La aventura de Dorothea se dibuja sobre la geografía inglesa: Saint Albans, York, Liverpool (con su correspondiente homenaje a los Beatles en la figura de un auténtico Father Mackenzie), Chester, Oxford, Stratford-upon-Avon, Reading, Bath… Pero la novela no tiene nada de crónica de viaje; al menos no en un sentido convencional. Es, en todo caso, la crónica del viaje interno de Dorothea, la búsqueda de lograr que la imagen que ella tiene de sí misma («informe, imprecisa o insustancial») se acerque a la Dorothea que ven esos ingleses con los que se relaciona en esos días, unas personas que la valoran, la aprecian y hasta componen canciones en su honor –unas canciones que se pueden escuchar gracias a un código QR incluido al final del libro–; que las dos imágenes de Dorothea coincidan «como dos cartografías superpuestas: la del mapa con sus huellas reales y la del papel de calcar con la copia» (p. 165).
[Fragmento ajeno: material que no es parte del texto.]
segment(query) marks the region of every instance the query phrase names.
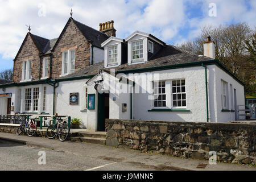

El camino hacia la construcción de una biografía, hacia una vida de verdad. Aunque sea en miniatura. Porque probablemente no importe tanto la duración de una vida como la plenitud que esa vida alcance –la plenitud de olvidar las comparaciones con su hermano, con su prima, con su propia imagen de sí misma–, aun si ese estado no dura más que unas semanas, un destello. A lo mejor en eso consiste honrar la vida.